New installation of Truenas Scale 25.10.1 on bare metal, not virtualized. System dataset is on main (only) pool.
Mainboard Tyan/Mitec S8229 (similar to S8226), 128gb ECC RAM, built-in LSI SAS2008 flashed to 20.00.07.00. Six 4tb WD RED (CMR), 3 x mirror, 2 wide. Seven e1000 nics built in. Dual AMD opteron 41KX-HE cpus.
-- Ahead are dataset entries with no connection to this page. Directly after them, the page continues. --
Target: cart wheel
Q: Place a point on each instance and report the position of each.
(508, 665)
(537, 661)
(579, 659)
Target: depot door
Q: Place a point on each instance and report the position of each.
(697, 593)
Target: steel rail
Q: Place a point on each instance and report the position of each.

1 nic (enp9s0) used for all traffic, bridge br0 member, to ATT 1gb fiber via BGW320-500
Primary purpose is smb shares and VM’s. All VM’s are Debian 13 (trixie) 6.12.61 amd64
I installed 4 debian trixie vm’s. My normal method to reboot those machines is to ssh to them and issue “shutdown -r now”. Approximately 30% of the time, the vm shuts down and restarts just fine. But the majority of times, the vm shuts down but never restarts. Using “restart” in the UI doesn’t seem to work. The “poweroff” in the UI often works the first time, but often it requires multiple “poweroff” clicks before the vm comes up.
I’m not sure where to start on troubleshooting this. From what I can see in logs, there is no relevant information. Looks like just a shutdown and startup (when it finally starts). I see lots of mention in the forum about Truenas restart issues, but nothing about this kind of VM issue. Has anyone seen this and have any suggestions? If not, can someone at least point me to relevant items to check, logfiles, etc.? This is kind of a showstopper for me, any advice is much appreciated!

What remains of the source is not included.